No podemos reducir a Dios a la pantalla del teléfono o del televisor: el Verbo de Dios se hizo carne, no pantalla, ya me entiende lo que quiero decir: en la medida de lo posible, con prudencia, los bienes de salvación tienen que llegar a las personas y las personas tiene que llegar a la casa de Dios también en cuerpo, porque no somos solo espíritu ni mucho menos somos una imagen en una pantalla.
Por otro lado, los fieles deben cumplir todas las prescripciones legítimas de la autoridad civil (aunque no nos gusten las personas que en un momento determinado ocupen cargos públicos) incluso cuando estén en desacuerdo o consideren —¡todos llevamos dentro un gobernante alternativo!— que las cosas se pueden hacer mejor, mucho mejor. Y si se considera seriamente que las decisiones de la autoridad son injustas o desproporcionadas, lo que corresponde en la conducta de un fiel cristiano que, por serlo, es un buen ciudadano (o quiere serlo) es impugnar esas decisiones administrativas ante los tribunales de justicia.
P- En esta llamada “segunda ola”, en la que las medidas son algo menos restrictivas, observamos, sin embargo, situaciones como la del pasado septiembre en Ibiza donde se decreta, por el Gobierno civil “la supresión de la actividad de culto”, al mismo tiempo, se permite la apertura y asistencia a lugares de mayor concurrencia. Jurídicamente, ¿este tipo de actitudes pueden sostenerse o, por el contrario, es necesario, y consecuente, recurrirlas?
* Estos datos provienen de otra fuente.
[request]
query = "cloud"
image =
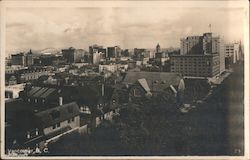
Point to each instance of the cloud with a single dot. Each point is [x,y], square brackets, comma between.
[40,28]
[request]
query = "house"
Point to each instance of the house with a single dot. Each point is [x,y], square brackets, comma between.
[146,84]
[27,128]
[93,100]
[12,91]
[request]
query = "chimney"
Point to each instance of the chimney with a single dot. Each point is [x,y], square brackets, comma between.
[102,89]
[60,101]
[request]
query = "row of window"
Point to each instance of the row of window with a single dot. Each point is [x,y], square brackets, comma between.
[57,125]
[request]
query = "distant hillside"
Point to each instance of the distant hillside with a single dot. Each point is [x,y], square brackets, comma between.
[50,50]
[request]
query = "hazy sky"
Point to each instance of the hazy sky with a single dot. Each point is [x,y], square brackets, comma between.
[39,28]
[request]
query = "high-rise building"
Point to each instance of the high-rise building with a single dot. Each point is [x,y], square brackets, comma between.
[233,51]
[158,48]
[18,59]
[96,49]
[114,52]
[201,56]
[96,57]
[139,53]
[29,59]
[196,65]
[191,45]
[73,55]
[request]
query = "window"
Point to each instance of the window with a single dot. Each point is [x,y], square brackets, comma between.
[28,135]
[37,132]
[70,110]
[55,114]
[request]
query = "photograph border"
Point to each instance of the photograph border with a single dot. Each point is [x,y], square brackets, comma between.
[117,3]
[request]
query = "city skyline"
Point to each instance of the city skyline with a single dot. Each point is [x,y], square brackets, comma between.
[39,28]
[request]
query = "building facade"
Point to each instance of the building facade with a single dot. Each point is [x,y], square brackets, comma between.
[73,55]
[232,51]
[18,59]
[196,65]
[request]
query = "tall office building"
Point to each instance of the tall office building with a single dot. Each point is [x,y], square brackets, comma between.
[191,45]
[114,52]
[233,51]
[73,55]
[201,56]
[158,48]
[96,49]
[18,59]
[29,58]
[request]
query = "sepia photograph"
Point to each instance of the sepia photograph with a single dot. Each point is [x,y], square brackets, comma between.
[122,79]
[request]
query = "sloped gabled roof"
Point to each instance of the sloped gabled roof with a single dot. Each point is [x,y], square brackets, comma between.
[64,112]
[157,81]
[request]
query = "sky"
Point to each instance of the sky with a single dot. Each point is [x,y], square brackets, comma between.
[130,27]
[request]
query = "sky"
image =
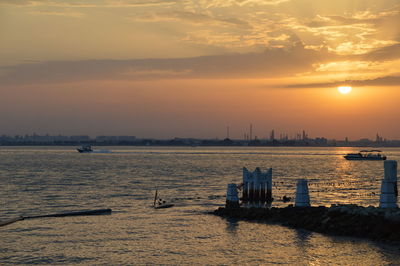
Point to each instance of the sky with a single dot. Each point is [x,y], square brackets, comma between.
[185,68]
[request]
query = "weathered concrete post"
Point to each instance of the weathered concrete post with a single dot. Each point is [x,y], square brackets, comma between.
[246,178]
[232,199]
[268,181]
[389,193]
[256,190]
[302,195]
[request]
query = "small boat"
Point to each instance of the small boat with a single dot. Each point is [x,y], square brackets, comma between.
[85,149]
[365,155]
[161,204]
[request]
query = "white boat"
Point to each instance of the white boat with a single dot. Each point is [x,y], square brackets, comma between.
[365,155]
[161,204]
[85,149]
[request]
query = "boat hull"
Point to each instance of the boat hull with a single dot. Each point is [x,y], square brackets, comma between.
[349,158]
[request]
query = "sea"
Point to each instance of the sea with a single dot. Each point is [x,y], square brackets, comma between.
[47,180]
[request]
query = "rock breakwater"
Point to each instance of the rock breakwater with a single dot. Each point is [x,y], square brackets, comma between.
[344,220]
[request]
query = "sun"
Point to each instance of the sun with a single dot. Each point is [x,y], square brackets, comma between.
[344,89]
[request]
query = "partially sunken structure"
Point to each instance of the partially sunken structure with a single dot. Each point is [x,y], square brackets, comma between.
[378,223]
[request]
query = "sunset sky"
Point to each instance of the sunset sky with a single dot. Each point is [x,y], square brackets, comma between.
[185,68]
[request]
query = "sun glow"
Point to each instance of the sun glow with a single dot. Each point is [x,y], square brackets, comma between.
[344,89]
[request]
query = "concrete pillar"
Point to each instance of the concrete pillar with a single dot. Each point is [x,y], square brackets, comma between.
[268,177]
[389,193]
[257,180]
[232,198]
[302,195]
[245,195]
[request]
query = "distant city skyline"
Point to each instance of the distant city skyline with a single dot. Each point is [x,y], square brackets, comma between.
[272,135]
[165,69]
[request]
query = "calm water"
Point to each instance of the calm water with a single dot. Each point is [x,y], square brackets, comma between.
[42,180]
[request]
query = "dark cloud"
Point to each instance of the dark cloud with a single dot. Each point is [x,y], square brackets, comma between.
[270,63]
[382,81]
[385,53]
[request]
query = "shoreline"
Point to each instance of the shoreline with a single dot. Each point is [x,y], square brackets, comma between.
[341,220]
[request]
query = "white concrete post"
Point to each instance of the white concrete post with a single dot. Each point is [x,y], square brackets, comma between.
[232,199]
[302,195]
[246,177]
[388,198]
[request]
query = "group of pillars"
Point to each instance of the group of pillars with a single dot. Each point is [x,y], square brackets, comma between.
[257,189]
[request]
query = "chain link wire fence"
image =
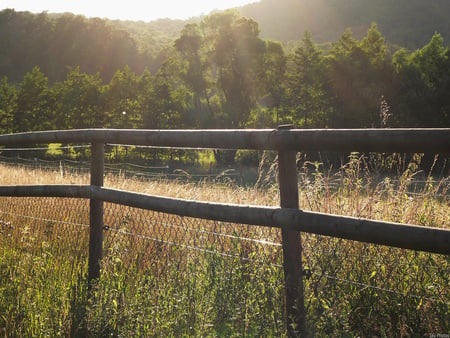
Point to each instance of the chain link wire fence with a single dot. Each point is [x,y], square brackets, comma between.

R.P. — La supresión de las actividades de culto por parte de la autoridad pública es un contrasentido, es un despropósito, es un paradigma de la arbitrariedad. La autoridad civil no puede, en razón de los estados de alarma, suprimir los actos de culto. Está totalmente fuera de su competencia. Lo que puede hacer es limitar proporcionalmente los aforos de los lugares de culto o establecer medidas en pro de la seguridad o la salud públicas. Cierto es que la autoridad pública ha razonado, con más frecuencia de la debida, con criterios materialistas, lo que le ha llevado a considerar que “servicios esenciales» para la población solo pueden ser, prácticamente, dos cosas: comprar en un supermercado y curarse en un hospital. Y esto es un error que desconoce la raíz de los derechos fundamentales de la persona y la naturaleza espiritual del ser humano. Jurídicamente esas decisiones, normas o resoluciones administrativas son contrarias a derecho: deben recurrirse, pero no solo en beneficio propio, valga la expresión, sino para recordar a las autoridades públicas que los derechos fundamentales de la persona limitan su arbitrariedad.